Has anyone actually analyzed the source code thoroughly yet? I've seen a ton of reporting on its open source nature but nothing about the detailed nature of the source.

FOSS only = safe if the code has been audited in depth.

[-] Fubarberry@sopuli.xyz 1 points 1 month ago

I haven't looked into Deepseek specifically so I could be mistaken, but a lot of times when a model is called "open-source" it really is just open weights. You can download it or train other models off of it, but you can't actually view any kind of source code on how the model works.

An audit isn't really possible.

[-] L_Acacia@lemmy.ml 2 points 1 month ago

It is open-weight, we dont have access to the training code nor the dataset.

That being said it should be safe for your computer to run Deepseeks models since the weight are .safetensors which should block any code execution from injected code in the models weight.

[-] red@sopuli.xyz -1 points 1 month ago

It's been noted that the apps by the company do send each and every keystroke back to china, though.

Who's to say how poisoned the data in reality is.

[-] AstralPath@lemmy.ca -1 points 1 month ago

Then by default it should never be considered safe. Honestly, this "open" release... it makes me wonder about ulterior motives.

[-] rumba@lemmy.zip -1 points 1 month ago

That's not quite it either.

The model itself is just a giant ball of math. They made a thing that can transform an English through the collected knowledge of much of humanity a few dozen times and have it crap out a reasonable English answer.

The open source part is kind of a misnomer. They explained how they cooked the meal but not the ingredient list.

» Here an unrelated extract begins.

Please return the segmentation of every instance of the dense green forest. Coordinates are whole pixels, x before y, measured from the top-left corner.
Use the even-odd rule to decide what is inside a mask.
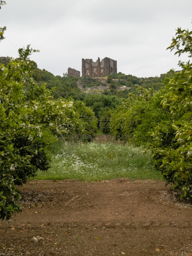
[[[3,35],[4,31],[0,28]],[[178,28],[167,49],[176,49],[179,56],[188,52],[191,57],[192,35]],[[119,73],[109,76],[105,82],[81,78],[85,88],[101,81],[104,87],[108,84],[109,90],[94,94],[78,88],[78,78],[54,76],[38,68],[29,59],[37,51],[28,45],[19,49],[17,59],[0,64],[0,219],[9,219],[22,210],[16,202],[21,198],[17,186],[37,171],[49,169],[54,142],[61,138],[92,141],[100,132],[100,124],[104,132],[110,125],[107,132],[114,139],[134,143],[144,153],[150,152],[153,168],[161,173],[166,184],[179,190],[181,198],[192,200],[189,61],[179,61],[180,71],[170,70],[160,77],[139,78]],[[123,85],[129,89],[118,90]],[[110,118],[101,124],[100,115]]]
[[[104,79],[104,81],[102,81],[88,76],[80,78],[74,77],[72,76],[68,77],[65,74],[63,76],[55,76],[44,69],[41,70],[38,68],[36,63],[34,61],[33,68],[33,77],[37,84],[40,85],[46,83],[47,88],[52,89],[55,98],[61,97],[68,99],[72,97],[75,100],[84,100],[87,94],[82,92],[77,87],[77,81],[79,79],[84,88],[103,85],[106,86],[107,89],[106,83],[107,83],[109,84],[110,89],[102,90],[101,93],[106,96],[115,96],[120,99],[128,98],[130,92],[138,95],[136,86],[137,84],[142,85],[146,89],[154,88],[155,91],[158,91],[163,86],[162,80],[165,77],[165,75],[163,75],[160,77],[139,78],[119,72],[118,74],[109,75],[105,83]],[[122,85],[126,86],[127,88],[124,91],[118,90],[118,87]],[[26,88],[27,90],[27,85]]]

To complete the analogy, their astounding claim is that they managed to cook the meal with less fire than anyone else has by a factor of like 1000.

But the model itself is inherently safe. It's not like it's a binary that can carry a virus or do crazy crap. Even convincing it to do give planned nefarious answers is frankly beyond our capabilities so far.

The dangerous part that proton is looking at and honestly is a given for any hosted AI, is in the hosting server side of things. You make your requests to their servers and then their servers put the requests into the model and return you the output.

If you ask their web servers for information about tiananmen square they will block you.

You can, however, download the model yourself and run it yourself and there's not any security issues there.

It will tell you anything that you need to know about tiananmen square.